Furthermore, the design of the bottles being flat and lightweight, meant they require significantly less storage space within trucks and warehouses. Plus, due to the bottles being manufactured out of paper, during transport the eco-friendly packaging no longer requires cardboard dividers, as there is no risk of smashing.

Bonnick mentioned, “With these bottles, we can fit almost 47,000 bottles on a single transport truck. Glass, because of the weight, you’re going to be capped out at less than half of that. So now we can send 200 per cent more bottles on a transport truck than the glass variant.” Bonnick also spoke about other benefits, saying, “Then when it gets to the actual end user, where they’re trying to fill the bottles, they no longer need to rinse the bottles with water. They can do it with air and nitrogen instead. So, it’s a much cleaner, safer process and it doesn’t require as much energy to manufacture.”
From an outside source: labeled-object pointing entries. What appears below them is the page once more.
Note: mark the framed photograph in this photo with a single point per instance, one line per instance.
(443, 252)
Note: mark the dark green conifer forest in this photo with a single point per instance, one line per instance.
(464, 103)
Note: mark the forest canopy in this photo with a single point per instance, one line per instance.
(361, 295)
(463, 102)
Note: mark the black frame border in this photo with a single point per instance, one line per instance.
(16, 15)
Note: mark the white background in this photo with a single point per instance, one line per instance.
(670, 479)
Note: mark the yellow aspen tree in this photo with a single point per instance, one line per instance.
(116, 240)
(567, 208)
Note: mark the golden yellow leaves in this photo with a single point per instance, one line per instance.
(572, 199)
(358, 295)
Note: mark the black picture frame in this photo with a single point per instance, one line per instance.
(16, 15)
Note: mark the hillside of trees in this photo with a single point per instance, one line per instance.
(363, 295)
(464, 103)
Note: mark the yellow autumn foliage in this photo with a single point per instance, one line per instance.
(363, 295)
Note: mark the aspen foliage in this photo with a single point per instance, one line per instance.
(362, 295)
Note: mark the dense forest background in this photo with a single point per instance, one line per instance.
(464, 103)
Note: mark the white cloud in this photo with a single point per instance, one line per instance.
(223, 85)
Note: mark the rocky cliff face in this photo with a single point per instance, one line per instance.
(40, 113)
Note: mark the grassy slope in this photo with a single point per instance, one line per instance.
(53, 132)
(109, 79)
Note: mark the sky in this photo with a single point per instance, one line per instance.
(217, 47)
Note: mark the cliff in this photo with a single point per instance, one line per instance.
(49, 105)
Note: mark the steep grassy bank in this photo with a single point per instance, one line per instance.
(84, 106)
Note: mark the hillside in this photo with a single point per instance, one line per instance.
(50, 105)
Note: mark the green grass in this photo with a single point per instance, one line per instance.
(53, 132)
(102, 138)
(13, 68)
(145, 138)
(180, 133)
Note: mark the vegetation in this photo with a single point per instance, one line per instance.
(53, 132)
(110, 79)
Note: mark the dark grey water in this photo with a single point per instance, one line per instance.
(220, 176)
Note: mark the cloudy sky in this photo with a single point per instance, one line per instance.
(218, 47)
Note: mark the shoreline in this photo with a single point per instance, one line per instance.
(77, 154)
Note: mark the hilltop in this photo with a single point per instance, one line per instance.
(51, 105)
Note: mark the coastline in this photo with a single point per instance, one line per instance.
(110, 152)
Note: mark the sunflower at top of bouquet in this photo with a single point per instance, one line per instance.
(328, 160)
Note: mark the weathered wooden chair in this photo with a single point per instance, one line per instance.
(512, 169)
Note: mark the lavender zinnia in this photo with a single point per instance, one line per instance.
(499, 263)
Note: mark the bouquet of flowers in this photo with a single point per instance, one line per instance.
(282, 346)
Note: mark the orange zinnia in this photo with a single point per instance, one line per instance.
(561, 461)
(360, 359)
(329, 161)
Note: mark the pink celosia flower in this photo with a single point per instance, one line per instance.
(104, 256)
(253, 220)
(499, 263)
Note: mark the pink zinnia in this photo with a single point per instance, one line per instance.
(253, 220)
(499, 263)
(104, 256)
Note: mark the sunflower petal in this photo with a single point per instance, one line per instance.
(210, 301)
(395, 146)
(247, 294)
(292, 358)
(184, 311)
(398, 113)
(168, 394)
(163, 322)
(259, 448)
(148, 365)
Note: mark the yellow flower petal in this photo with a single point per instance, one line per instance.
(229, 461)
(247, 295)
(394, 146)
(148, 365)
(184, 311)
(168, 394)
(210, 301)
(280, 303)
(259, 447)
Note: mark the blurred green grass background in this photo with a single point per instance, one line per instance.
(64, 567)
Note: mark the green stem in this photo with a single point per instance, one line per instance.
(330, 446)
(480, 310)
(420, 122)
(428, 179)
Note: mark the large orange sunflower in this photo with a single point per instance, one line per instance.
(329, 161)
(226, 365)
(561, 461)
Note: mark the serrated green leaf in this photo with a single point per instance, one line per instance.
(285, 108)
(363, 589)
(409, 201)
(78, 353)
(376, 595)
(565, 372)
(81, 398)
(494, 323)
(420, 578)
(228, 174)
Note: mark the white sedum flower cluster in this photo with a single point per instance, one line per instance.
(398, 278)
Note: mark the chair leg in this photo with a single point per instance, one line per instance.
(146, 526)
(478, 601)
Another company, a spirit company called Georgian Bay which is located in Ontario, has become the owner of the first batch of bottles that were produced at Kinsbrae Packaging. This development occurred on Thursday.

This occurred due to Denzil Wadds, the co-founder of Georgian Bay, showing interest in getting involved due to the environmental impact and cost of this process.

Wadds commented, “To ship glass bottles from wherever they’re manufactured, which in some cases is in China, Chile or some of them are manufactured in Italy, it’s very expensive, heavy and it’s a huge impact on the environment. These [paper bottles] are five times lighter than a glass bottle. They have six times less of a carbon footprint than a glass bottle. It’s just a better story. It’s a better product in every way, both from a cost perspective and also from a sustainability perspective.”

So far, Georgian Bay has started to use the paper bottles for its gin, however Wadds said he ‘hopes it will eventually be used for “a bit of everything.”’

So far there has been positive feedback around these bottles and although it is still early days for this production line, Bonnick said that his customer’s response to the packaging has been excellent.

Bonnick stated, “When we started it, we really thought it was going to be predominantly in the wine industry. But the spirit industry has surprised drastically in the sense of their early adaptation of the bottle, because that’s going to stand out on the shelf. When you’re walking down an aisle that’s traditionally just been glass with a 4×2 label, this stands out beside it and you tend to gravitate towards this.” Bonnick also noted that ‘another perk of the paper bottles is that they can be brought into areas where glass bottles are prohibited.’

Wadds also expressed his enthusiasm, saying, ‘as soon as the team at Georgian Bay learned the entire bottles could be covered, the idea got even more appealing.’ He continued, ‘Not only can we brand the whole bottle, but we can tell the story of the liquid in the bottle. It’s just so much better at delivering messages.’

 It has been made clear by both companies that along with their enthusiasm, they hope this breakthrough will be able to expand and cover a wider range of bottles in the future.